Instead we were given the cop-out of an ombudsman scheme — unsurprisingly this was the option that Qantas and its junior oligopolist Virgin had signed off on. The government rightly has the blowtorch on the supermarket duopoly of Coles and Woolworths, which between them controls 65% of their sector. Yet the Crafty Old Roo, with 63% of the Australian domestic aviation market courtesy of its two-airline strategy, gets a regulatory lettuce leaf.
This cave-in by Albanese and Transport Minister Catherine King was rammed home this week when the US federal government introduced automatic passenger refunds and payments within seven to 20 days for cancelled and significantly delayed flights (three hours for domestic, six for international), lost and delayed baggage, and a raft of inflight extras if they are unavailable, such as wi-fi and seat selection.
“Passengers deserve to get their money back when an airline owes them — without headaches or haggling. Today, our automatic refund rule goes into full effect. Airlines are required to provide prompt cash refunds without passengers having to ask,” US Secretary of Transportation Pete Buttigieg posted on X this week.
Those words would ring like Christmas bells for Australian fliers if they came from Canberra. The new US rules largely match the European Union’s air passenger rights regulation. Even Qantas cannot dodge them on its handful of US and EU routes, as they apply to all airlines flying in and out of airports in both places. Still, Qantas has almost completely outsourced its European business to Emirates with its codeshare arrangement, only flying to Paris and, on a seasonal basis, Rome. EU rules do not apply to Qantas’ two daily flights to London.
Sure, Albanese has been particularly close to the master manipulator, former Qantas chief Alan Joyce but the big picture in focus is of an entire political and regulatory class (top brass from the ACCC, airline regulators and the law) that has succumbed to the cheap thrills of secret doors, free champagne and comfy seats instead of protecting Australian consumers from one of its most rapacious companies.

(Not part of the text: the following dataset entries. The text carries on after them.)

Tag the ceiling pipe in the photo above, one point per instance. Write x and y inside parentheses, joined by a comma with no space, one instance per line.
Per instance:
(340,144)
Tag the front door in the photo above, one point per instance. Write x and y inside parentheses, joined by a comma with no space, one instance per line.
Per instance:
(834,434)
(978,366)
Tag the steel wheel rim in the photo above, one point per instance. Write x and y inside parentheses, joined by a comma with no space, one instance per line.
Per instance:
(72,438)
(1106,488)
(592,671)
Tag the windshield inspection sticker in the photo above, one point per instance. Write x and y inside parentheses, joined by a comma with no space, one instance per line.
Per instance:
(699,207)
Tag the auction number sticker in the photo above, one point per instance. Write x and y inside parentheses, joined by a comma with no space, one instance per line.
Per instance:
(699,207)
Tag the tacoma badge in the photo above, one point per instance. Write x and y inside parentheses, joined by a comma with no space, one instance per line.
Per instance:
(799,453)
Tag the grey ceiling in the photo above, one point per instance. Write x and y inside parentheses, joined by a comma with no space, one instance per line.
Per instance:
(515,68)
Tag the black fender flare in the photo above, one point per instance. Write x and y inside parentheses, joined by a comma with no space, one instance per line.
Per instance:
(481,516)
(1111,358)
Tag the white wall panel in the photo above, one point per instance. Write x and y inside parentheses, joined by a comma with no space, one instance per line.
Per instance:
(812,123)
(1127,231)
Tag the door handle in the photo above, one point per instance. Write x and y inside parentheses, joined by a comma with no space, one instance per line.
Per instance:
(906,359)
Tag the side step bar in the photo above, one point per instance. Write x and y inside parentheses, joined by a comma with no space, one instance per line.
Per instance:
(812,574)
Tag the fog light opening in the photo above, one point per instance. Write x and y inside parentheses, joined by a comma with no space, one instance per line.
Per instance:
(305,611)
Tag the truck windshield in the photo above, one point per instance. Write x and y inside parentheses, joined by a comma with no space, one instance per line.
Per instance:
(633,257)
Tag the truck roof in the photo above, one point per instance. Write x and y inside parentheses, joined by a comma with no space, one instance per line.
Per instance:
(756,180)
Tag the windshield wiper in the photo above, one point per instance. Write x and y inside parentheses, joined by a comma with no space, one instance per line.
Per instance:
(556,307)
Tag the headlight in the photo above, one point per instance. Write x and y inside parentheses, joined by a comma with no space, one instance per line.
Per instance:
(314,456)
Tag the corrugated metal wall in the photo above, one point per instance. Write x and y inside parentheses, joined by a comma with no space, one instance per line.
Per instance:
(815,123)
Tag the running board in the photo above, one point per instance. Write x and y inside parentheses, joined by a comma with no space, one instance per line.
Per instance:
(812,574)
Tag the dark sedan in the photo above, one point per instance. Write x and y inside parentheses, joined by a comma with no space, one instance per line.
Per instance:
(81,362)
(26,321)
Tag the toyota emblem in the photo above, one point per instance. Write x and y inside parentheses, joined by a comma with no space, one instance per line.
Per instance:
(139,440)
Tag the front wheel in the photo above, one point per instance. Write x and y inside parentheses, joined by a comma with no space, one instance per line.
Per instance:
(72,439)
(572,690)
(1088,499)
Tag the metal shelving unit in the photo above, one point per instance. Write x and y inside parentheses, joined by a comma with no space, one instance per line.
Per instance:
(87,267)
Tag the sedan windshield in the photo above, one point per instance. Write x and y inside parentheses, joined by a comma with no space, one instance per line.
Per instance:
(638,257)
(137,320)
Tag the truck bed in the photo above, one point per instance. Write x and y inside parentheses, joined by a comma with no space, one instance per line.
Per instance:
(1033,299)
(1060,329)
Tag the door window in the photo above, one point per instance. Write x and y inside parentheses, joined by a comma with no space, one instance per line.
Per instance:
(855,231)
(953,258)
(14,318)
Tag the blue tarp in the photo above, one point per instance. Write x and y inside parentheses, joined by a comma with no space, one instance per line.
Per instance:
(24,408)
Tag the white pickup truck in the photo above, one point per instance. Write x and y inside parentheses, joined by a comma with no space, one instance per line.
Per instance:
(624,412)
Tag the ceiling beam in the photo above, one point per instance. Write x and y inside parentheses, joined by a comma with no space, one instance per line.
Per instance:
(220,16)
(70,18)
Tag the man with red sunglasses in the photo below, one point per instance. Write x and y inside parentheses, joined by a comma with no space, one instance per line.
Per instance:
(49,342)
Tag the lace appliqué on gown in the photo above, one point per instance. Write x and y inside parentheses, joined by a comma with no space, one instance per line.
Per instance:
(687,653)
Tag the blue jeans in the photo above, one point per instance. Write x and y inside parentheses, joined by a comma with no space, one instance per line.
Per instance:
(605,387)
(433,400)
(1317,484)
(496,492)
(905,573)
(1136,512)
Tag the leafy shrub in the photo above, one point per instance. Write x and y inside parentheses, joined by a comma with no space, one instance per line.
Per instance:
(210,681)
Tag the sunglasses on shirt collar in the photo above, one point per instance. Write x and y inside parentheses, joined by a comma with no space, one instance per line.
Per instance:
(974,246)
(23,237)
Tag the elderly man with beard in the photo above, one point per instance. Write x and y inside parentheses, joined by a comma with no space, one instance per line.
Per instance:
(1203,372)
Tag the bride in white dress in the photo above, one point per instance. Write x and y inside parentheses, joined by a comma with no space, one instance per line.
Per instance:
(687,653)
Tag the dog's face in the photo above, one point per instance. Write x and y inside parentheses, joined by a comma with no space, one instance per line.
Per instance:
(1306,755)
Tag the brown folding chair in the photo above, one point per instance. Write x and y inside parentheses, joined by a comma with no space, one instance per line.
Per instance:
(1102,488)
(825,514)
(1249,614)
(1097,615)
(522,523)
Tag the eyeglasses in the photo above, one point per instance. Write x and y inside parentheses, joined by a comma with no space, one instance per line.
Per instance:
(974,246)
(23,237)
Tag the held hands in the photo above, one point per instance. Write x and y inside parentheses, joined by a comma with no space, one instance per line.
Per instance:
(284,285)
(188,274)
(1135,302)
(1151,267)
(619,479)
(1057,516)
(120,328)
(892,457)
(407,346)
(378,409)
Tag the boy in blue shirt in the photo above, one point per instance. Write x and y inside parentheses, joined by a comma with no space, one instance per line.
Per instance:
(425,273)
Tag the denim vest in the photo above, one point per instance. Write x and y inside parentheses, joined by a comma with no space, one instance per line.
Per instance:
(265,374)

If Albanese wants to snuff the perception that he is Qantas’ man in Canberra, he must end the soft corruption of the Chairman’s Lounge and urgently revisit the weak white paper recommendations by replacing or supplementing an ombudsman with a US- or EU-type scheme. This is especially needed in the barely competitive Australian market, where the loss of Rex on major routes was highlighted by Qantas CEO Vanessa Hudson’s bullish financial update at its AGM last Friday.
Miss this opportunity and he will leave a free kick for a smart opposition to take such a voter-friendly scheme to the election. To be fair, opposition transport spokesperson Bridget McKenzie, who certainly knows a rort when she sees one, has been on the case for a while despite also having her snout in the Qantas trough. Indeed, some of the most egregious offenders have been on the opposition benches: wealthy Sydney MP Paul Fletcher with 69 upgrades, come on down.
But to really drive the political advantage home, Opposition Leader Peter Dutton should remove himself and LNP members from the Chairman’s Lounge — as well as the private jets of Gina Rinehart and her ilk. The icing on that cake would be to resuscitate the policy to give the competition regulator divestment powers over Qantas that McKenzie has already flagged. Does Dutton have the cojones?